THE HAGUE: Iran has called on the UN’s top court to order the United States to immediately lift sanctions re-imposed by President Donald Trump in May claiming they are causing “irreparable prejudice,” the tribunal said Tuesday.

Tehran filed its case with the International Court of Justice on Monday arguing that the renewed sanctions, which had been lifted under a 2015 nuclear deal, violate a decades-old treaty between the two old foes.

“Iran maintains that its application relates to the decision of the United States of 8 May 2018 ‘to re-impose in full effect and enforce’ sanctions and restrictive measures targeting, directly or indirectly, Iran and Iranian companies and/or nationals,” the ICJ said in a statement.

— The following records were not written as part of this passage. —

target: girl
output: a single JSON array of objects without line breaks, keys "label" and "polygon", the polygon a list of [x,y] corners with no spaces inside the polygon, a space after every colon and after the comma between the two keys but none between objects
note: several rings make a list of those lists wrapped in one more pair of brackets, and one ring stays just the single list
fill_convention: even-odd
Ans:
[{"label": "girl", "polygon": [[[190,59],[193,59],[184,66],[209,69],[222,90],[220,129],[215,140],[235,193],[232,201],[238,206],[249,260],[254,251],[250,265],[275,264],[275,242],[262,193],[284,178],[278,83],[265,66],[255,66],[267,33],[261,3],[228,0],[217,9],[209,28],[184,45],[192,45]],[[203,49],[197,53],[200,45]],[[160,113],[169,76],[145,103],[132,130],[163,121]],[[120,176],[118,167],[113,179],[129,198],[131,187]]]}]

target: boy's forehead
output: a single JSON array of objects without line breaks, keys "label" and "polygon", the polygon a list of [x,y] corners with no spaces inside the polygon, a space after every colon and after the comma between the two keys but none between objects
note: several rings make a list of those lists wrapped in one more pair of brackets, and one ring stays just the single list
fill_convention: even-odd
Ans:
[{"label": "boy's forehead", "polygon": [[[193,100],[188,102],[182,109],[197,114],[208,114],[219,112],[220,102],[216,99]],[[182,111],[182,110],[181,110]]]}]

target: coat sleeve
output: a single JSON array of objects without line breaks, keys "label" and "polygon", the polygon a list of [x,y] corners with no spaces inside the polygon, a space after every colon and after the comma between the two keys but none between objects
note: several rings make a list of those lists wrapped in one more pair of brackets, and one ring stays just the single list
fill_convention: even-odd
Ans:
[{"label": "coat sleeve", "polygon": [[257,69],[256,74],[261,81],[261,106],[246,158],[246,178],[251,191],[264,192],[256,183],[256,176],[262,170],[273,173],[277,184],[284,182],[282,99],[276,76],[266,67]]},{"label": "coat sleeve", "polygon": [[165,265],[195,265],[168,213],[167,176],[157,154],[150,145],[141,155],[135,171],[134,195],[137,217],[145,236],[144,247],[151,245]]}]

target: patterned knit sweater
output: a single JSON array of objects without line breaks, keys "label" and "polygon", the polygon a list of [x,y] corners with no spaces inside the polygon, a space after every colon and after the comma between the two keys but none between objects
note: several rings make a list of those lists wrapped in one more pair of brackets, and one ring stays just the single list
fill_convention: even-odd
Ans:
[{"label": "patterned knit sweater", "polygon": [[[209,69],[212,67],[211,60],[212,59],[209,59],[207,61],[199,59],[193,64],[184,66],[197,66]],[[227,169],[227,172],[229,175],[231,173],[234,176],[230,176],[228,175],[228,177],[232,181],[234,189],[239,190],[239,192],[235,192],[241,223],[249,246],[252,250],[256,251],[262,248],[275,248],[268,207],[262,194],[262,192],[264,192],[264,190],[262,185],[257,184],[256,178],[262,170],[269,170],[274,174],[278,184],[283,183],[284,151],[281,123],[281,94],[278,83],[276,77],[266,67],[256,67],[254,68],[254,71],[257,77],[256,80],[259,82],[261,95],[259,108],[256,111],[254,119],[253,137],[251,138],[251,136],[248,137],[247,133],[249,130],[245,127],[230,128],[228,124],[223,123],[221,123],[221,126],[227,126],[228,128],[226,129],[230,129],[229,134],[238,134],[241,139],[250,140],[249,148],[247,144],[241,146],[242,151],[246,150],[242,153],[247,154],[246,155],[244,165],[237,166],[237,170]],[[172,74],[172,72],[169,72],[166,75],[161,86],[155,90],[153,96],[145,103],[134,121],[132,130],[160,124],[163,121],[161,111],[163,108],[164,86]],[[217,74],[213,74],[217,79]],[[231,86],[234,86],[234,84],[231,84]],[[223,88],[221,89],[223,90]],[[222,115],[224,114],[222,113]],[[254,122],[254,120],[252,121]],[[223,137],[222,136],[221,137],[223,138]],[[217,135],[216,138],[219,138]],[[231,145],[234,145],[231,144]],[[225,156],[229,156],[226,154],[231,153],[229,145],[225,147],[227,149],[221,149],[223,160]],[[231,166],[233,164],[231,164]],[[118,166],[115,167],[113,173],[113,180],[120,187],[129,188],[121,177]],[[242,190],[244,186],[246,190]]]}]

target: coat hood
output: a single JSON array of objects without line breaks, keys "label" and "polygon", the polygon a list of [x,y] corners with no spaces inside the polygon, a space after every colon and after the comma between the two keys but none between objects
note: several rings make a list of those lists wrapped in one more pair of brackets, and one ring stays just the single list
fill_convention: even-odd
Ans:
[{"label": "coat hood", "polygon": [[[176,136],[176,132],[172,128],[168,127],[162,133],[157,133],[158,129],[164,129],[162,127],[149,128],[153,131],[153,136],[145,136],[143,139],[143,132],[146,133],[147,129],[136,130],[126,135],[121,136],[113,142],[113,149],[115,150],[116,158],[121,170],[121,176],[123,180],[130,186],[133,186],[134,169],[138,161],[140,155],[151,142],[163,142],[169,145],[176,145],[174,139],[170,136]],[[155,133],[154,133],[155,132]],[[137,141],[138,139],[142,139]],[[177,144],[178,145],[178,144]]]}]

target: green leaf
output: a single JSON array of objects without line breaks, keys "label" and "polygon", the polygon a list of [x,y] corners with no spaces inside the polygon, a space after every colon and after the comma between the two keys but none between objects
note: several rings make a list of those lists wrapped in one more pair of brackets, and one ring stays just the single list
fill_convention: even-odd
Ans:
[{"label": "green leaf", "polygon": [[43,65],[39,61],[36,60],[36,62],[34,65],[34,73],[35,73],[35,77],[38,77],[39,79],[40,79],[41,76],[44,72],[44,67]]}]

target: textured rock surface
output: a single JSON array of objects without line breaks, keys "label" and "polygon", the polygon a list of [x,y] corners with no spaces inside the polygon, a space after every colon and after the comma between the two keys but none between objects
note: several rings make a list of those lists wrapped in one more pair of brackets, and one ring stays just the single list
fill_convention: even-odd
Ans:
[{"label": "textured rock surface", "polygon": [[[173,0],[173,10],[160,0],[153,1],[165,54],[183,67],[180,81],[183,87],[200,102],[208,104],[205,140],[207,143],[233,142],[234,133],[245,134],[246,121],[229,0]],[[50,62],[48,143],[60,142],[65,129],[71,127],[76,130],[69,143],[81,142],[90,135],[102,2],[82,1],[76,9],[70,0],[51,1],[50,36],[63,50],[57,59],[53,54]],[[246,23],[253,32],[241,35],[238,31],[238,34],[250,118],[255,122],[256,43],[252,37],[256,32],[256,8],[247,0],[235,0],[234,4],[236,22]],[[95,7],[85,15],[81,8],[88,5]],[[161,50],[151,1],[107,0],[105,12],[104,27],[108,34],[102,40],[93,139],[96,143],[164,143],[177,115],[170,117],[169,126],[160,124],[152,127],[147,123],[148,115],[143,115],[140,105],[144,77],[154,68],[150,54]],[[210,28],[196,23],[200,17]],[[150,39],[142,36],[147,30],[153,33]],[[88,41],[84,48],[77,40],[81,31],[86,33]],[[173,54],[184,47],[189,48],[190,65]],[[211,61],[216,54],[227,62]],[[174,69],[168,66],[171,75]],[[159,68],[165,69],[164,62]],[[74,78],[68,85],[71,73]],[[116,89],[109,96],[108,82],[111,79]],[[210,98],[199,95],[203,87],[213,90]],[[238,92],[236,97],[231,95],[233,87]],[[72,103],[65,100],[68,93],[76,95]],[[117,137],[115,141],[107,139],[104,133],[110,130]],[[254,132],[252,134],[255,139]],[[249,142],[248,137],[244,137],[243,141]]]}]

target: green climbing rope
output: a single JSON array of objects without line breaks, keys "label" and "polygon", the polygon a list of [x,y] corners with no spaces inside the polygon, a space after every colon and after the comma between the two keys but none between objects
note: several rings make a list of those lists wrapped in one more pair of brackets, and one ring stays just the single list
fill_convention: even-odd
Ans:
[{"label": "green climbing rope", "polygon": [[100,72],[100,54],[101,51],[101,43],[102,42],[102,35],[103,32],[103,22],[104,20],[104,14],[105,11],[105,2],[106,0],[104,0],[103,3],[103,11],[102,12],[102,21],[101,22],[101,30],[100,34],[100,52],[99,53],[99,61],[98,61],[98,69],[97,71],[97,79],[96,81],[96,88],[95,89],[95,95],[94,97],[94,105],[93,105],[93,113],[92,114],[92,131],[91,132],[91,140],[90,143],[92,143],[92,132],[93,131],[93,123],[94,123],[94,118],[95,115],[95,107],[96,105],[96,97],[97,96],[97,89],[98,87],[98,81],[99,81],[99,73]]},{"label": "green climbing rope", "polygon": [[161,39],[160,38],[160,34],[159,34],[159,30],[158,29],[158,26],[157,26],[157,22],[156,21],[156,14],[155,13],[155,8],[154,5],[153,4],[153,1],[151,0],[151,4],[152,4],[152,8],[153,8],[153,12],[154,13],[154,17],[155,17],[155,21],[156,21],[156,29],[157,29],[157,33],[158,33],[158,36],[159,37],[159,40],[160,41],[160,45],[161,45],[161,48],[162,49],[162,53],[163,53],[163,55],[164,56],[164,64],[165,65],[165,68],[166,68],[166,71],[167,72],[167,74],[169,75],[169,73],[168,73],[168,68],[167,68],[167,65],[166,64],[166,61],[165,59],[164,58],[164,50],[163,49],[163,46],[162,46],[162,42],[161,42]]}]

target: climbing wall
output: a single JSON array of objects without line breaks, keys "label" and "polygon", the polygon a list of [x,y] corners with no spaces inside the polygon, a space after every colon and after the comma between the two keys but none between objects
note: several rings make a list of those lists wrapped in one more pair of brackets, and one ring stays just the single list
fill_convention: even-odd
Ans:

Through the sanctions the US “has violated and continues to violate multiple provisions” of a 1955 Treaty of Amity and Economic Relations, which was concluded before the Islamic revolution under the regime of the shah. Over the objections of allies, Trump in May pulled the United States from the nuclear deal signed between Tehran and world powers in 2015. He reimposed US sanctions that had been suspended in return for controls on Tehran’s nuclear programme, effectively barring many multinational firms from doing business in Iran. The goal of turning to the ICJ is “to hold (the) US accountable for its unlawful re-imposition of unilateral sanctions,” Foreign Minister Mohammad Javad Zarif wrote earlier in the day on Twitter. “Iran is committed to the rule of law in the face of US contempt for diplomacy and legal obligations. It’s imperative to counter its habit of violating (international) law,” he added.

Iran and the US have not had diplomatic relations since 1980, when American embassy officials were held hostage in Tehran. Nuclear-related sanctions will be reimposed by Washington in two phases in August and November, seeking to bar European and other foreign companies from doing business with Iran and blocking its oil sales abroad.